Please note: The algorithm descriptions in English have been automatically translated. Errors may have been introduced in this process. For the original descriptions, go to the Dutch version of the Algorithm Register.
WhatsApp De-duplicator
- Publication category
- Other algorithms
- Impact assessment
- DPIA
- Status
- In use
General information
Theme
Begin date
Contact information
Responsible use
Goal and impact
The basic principle of deduplication is to merge the same overlapping messages. In this way, all information from the different instant messages delivered is retained without duplicate messages. The purpose of this is to avoid publishing the same information from WhatsApp conversations more than once. By deduplicating the conversations, all data from different data holders can be made public at once, while only one review by lawyers is required. This saves time and prevents the same conversation from being accidentally assessed in multiple ways. This way, information is ready to be disclosed faster.
Considerations
By deploying this algorithm, WhatsApp conversations are published more completely. Gaps from one data holder can be filled with information from a second data holder. The time savings and quality of review make the algorithm deployment more effective and complete than reviewing all source files. Source files remain unchanged and available. The composite call is made public, the source files themselves are not.
Human intervention
A staff member checks that the correct files are merged and that the names of the participants are correct.
Risk management
The algorithm only deduplicates posts that match on content, time and author. As a result, no messages are deleted. In case of a mismatch on any of these factors, that message is not deduplicated.
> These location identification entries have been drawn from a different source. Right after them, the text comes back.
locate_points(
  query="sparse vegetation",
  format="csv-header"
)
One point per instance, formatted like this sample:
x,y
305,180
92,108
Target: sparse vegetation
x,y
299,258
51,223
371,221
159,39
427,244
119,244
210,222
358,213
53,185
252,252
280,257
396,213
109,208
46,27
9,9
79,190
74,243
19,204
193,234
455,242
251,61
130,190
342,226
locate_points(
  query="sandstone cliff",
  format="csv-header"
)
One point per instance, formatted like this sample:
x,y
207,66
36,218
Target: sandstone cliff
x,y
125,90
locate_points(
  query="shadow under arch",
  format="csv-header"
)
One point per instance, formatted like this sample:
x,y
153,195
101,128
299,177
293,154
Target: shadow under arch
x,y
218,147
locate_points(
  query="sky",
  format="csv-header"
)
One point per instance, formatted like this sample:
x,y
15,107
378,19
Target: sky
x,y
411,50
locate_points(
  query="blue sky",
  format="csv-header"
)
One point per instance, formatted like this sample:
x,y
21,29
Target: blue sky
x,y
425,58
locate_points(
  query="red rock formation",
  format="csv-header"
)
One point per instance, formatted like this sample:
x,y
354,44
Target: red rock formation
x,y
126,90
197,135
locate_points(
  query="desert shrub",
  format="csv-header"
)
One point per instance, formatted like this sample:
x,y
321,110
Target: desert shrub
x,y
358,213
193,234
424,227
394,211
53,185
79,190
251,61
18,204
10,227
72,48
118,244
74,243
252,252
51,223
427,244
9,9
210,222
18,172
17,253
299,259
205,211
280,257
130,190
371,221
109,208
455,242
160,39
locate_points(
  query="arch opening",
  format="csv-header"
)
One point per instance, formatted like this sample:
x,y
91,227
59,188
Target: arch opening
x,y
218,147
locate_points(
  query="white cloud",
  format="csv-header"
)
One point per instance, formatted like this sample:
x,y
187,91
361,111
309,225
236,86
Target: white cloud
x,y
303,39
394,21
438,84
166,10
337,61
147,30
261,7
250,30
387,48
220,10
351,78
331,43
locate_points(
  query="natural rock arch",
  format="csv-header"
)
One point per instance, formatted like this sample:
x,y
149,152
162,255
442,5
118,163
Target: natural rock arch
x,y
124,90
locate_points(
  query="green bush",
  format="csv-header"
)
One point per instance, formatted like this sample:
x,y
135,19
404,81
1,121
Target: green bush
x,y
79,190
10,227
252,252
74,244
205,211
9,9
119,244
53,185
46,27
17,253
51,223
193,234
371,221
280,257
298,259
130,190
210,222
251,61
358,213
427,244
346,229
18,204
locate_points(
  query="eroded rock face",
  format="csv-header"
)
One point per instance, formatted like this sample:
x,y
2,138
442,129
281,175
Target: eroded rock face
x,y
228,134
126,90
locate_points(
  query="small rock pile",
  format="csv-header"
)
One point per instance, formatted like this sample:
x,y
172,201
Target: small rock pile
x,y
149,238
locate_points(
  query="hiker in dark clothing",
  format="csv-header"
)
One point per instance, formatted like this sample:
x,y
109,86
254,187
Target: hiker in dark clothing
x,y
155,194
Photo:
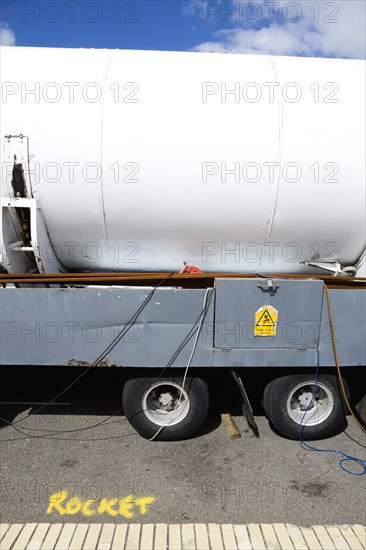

A staff member checks that the correct files are merged and that the names of participants are correct. These errors can be missed, for example if the name of a participant of a conversation is misattributed. Chat messages are then attributed to someone who did not write this text. This represents a potential risk that using source files does not have.
Legal basis
The Open Government Act (Woo) regulates the right to information about everything the government does. It is the successor to the Open Government Act (Wob).
Links to legal bases
- Woo: https://wetten.overheid.nl/BWBR0045754
- Wob: https://wetten.overheid.nl/BWBR0005252
Impact assessment
Operations
Data
WhatsApp conversations with associated attachments
Technical design
The algorithm determines which chats belong together by looking at the content of messages within a chat. At a certain overlap, the algorithm groups the exports. An employee checks that this is correct and sets the names of the participants correctly. The algorithm can then deduplicate. Messages are deduplicated by content, time and author. Attachments are deduplicated based on the hash (a unique code for each file).